As my posting explains, they also don't prevent reordering of physical data writes, they only restrict which sets of writes are committed by a commit.

Multiple small writes can be merged together into a large one.

BTW, most writes probably happen through libc buffers, and are typically larger than one sector (unless most of your files are smaller than one sector).

An alternative to the application barrier() call

Posted Sep 11, 2009 19:26 UTC (Fri) by dlang (guest, #313) [Link]

I have seen a LOT of code that does

work...work
write one line, or a couple words of a line
work..work
write a little more
etc

enforcing a barrier between all of these writes would kill you

remember that you don't know the storage stack below you, what you submit as one write may be broken up into multiple writes, and you have no guarantee of what order those multiple writes could be done in (think a raid array where your write spans drives as one example)

as a result a barrier needs to prohibit merging across the barrier as well as just reordering across the barrier.

An alternative to the application barrier() call

Posted Sep 13, 2009 17:46 UTC (Sun) by anton (subscriber, #25547) [Link]

Code that writes a few characters here and a few characters there usually uses the FILE * based interface, which performs user-space buffering and then typically performs write() (or somesuch) calls of 4k or 8k at a time; just strace one of these programs.

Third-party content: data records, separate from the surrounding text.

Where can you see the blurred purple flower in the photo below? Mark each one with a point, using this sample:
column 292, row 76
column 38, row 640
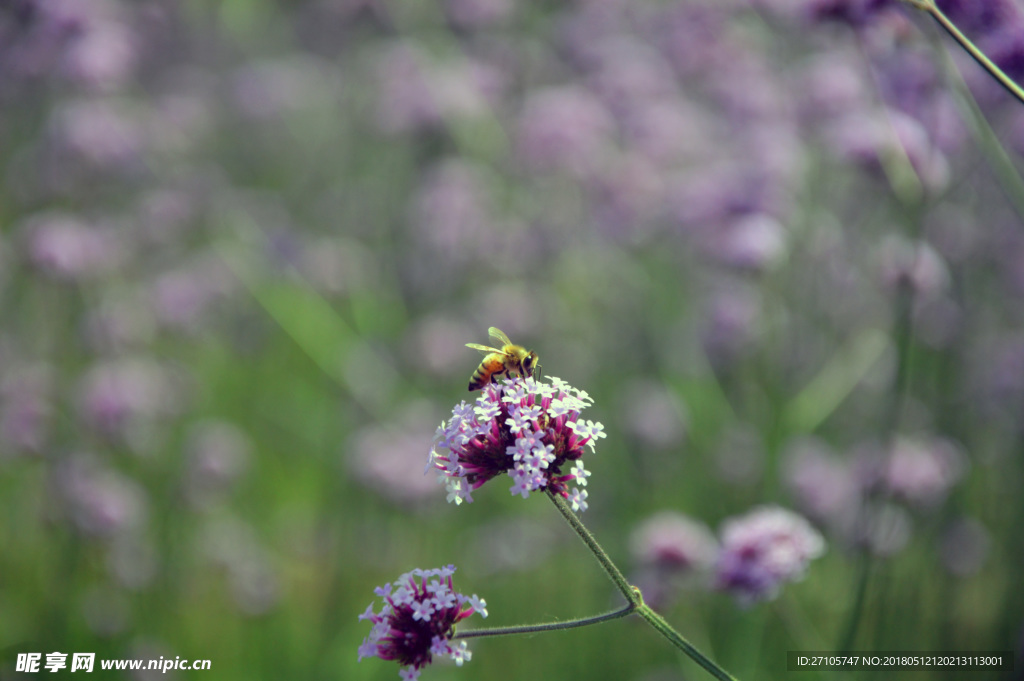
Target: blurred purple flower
column 233, row 545
column 436, row 344
column 1006, row 47
column 629, row 76
column 854, row 12
column 103, row 134
column 520, row 427
column 418, row 94
column 965, row 547
column 418, row 619
column 563, row 128
column 694, row 36
column 922, row 471
column 68, row 248
column 763, row 550
column 739, row 457
column 833, row 84
column 474, row 14
column 674, row 542
column 672, row 551
column 627, row 199
column 730, row 325
column 822, row 484
column 99, row 501
column 102, row 56
column 25, row 408
column 182, row 297
column 877, row 141
column 916, row 266
column 755, row 242
column 452, row 211
column 883, row 528
column 388, row 458
column 266, row 90
column 979, row 16
column 514, row 543
column 217, row 454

That's done to reduce the system call overhead. But even if such programs perform a write() for each of the application writes, having barriers between each of them does not kill performance, because a sequence of such writes can be merged.

Concerning the block device below, if that does not heed the block device barriers or other block device ordering mechanisms that the file system requests, then you get no guarantee at all of any consistency on crash/power failure. It's not just that merged writes won't work, your style of merge-preventing barriers won't work, either, and neither will the guarantees that fsync()/fdatasync are supposed to provide; that's because all of them require that the block device ordering mechanism(s) that the file system uses actually work, and all of them will produce inconsistent states if the writes happen in an order that violates the ordering requests. So, if you want any consistency guarentees at all, you need an appropriate block device, and then you can implement mergeable writes just as well as anything else.

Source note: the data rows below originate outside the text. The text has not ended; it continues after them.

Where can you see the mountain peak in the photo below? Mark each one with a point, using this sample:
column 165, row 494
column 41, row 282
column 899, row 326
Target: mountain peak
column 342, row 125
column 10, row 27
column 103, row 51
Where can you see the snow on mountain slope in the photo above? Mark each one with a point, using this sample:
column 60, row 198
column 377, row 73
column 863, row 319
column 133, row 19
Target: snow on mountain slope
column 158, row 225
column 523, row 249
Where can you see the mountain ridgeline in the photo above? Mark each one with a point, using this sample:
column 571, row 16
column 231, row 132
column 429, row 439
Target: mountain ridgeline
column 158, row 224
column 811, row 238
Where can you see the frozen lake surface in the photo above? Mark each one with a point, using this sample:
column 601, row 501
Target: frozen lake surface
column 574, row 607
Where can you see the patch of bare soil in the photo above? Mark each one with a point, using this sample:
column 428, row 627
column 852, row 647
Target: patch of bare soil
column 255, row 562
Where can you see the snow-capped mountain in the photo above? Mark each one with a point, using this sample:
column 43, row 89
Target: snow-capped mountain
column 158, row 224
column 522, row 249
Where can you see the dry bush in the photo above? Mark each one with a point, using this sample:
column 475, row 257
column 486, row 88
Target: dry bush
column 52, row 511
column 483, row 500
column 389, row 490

As for an array where a write spans drives, implementing a barrier or other ordering mechanism on the array level certainly requires something more involved than just doing barriers on the individual block devices, but the device has to provide these facilities, or you can forget about crash consistency on that device (i.e., just don't use it).

An alternative to the application barrier() call

Posted Sep 13, 2009 20:23 UTC (Sun) by dlang (guest, #313) [Link]

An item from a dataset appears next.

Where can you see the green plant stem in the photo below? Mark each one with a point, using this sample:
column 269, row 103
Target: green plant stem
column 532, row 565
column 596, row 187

my point is that enforcing a barrier through all these layers can be expensive (on a multi-disk array you would need to make sure that one disk has completed it's work before submitting the write to the next disk)

this isn't always needed, so don't try to do it for every write (and I've straced a lot of code that does lots of wuite() calls)

do it when the programmer says that it's important. 99+% of the time it won't be (the result is not significantly more usable after a crash with part of the file if it's not all there, or this really is performance sensitive enought to risk it)

you would be amazed at the amount of risk that people are willing to take to get performance. talk to the database gurus at MySQL or postgres about the number of people they see disabling f*sync on production databases in the name of speed.

An alternative to the application barrier() call

Posted Sep 14, 2009 22:16 UTC (Mon) by anton (subscriber, #25547) [Link]

Fortunately writes on the file system level can be merged across file system barriers, resulting in few barriers that have to be passed to the block device level. So there is no need to pass a block device barrier down for every file system barrier.

And since it is possible to implement these implicit barriers between each write efficiently (by merging writes), why burden programmers with inserting explicit file system barriers? Look at how long the Linux kernel hackers needed to use block device barriers in the file system code. Do you really expect application developers to do it at all? And if they did, how would they test it? This has the same untestability properties as asking application programmers to use fsync.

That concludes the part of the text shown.